You might recall that last week, we heard the LORD instruct Moses to inform the Hebrews that they “should be holy, for I the LORD your God am holy.” You might also remember that I read that commandment from God in a pretty hard-line sort of way. We ought take these words from God seriously, and strive for holiness, while understanding that it is simply impossible to do it on our own. I doubt that the guys-drinking-scotch-in-a-smoke-filled-room who settled on the Revised Common Lectionary had it in mind, but this Track Two Old Testament lesson for Proper 25, Year A prepares us nicely for the Gospel lesson on the transferred Feast of All Saints’.
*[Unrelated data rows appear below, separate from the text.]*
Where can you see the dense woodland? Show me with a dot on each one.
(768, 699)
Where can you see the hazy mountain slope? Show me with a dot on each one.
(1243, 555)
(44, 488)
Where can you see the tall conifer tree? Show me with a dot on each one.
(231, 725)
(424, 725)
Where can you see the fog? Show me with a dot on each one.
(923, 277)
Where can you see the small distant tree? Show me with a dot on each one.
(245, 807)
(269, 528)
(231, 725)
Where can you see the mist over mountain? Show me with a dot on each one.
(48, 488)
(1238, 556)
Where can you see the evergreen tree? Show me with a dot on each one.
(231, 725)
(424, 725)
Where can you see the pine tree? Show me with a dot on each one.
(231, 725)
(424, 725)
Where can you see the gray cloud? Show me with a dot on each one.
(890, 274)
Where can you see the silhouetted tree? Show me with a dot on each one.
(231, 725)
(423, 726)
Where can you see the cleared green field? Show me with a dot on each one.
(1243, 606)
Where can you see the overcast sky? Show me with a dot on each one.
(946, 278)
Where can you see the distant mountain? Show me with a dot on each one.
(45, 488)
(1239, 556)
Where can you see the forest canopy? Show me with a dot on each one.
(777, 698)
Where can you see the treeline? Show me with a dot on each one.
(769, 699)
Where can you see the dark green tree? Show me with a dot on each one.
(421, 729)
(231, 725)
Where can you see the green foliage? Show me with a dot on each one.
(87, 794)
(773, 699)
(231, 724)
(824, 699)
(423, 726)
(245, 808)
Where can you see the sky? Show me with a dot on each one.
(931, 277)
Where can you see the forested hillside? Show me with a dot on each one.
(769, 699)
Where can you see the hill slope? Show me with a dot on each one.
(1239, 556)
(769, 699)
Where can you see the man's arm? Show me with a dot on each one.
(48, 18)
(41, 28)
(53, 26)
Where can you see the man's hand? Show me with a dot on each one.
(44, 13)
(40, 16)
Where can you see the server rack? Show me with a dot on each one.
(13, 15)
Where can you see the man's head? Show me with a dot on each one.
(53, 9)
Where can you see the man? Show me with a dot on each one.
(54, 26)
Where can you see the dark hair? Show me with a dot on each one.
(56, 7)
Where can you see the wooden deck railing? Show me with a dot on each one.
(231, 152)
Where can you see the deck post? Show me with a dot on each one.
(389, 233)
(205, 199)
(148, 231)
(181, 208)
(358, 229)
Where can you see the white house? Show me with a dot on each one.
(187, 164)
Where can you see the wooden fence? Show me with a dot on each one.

This Sunday, we return to the Sermon on the Mount and lesson we heard way back in Epiphany. Jesus, seeing that a crowd is beginning to gather around him and his message, hits the pause button and invites his closest companions to come up the mountainside for a crash course in the basics of the Kingdom of Heaven. The lesson appointed for All Saints’ (BCP and RCL) is the opening salvo in that message of hope, grace, and love, and it is, quite simply, as mind-blowingly impossible as last week’s mountaintop conversation between God and Moses.
This week, instead of focusing on holiness, the message of God is pointed toward blessedness. Sometimes translated as “happy,” this ideal that Jesus sets forth in the Beatitudes is a helpful one as we consider what it means to be included in the list of the saints of God. We who are called to be holy, with God’s help, are, also by the grace of God, able to find happiness and contentment, to receive blessedness, when we find ourselves poor in spirit, mourning, meek, and hungering for righteousness. That is, when we are most aware that the world is not as God intended it to be, we are also the most blessed, able to see the world through the eyes of God. Equally so, when we are merciful, pure in heart, working for peace, and even suffering persecution for righteousness’ sake, we find ourselves blessed. In our work to fulfill the baptismal covenant (All Saints’ is a proper Baptismal feast, after all), we find the purpose for which we were created.
As with holiness, blessedness is not something we can accomplish on our own, which might be the first and only real lesson we need to learn about sainthood. It is all grace, which, come to think of it, would work quite well for those who are remembering the 500th anniversary of the Wittenberg Door as well.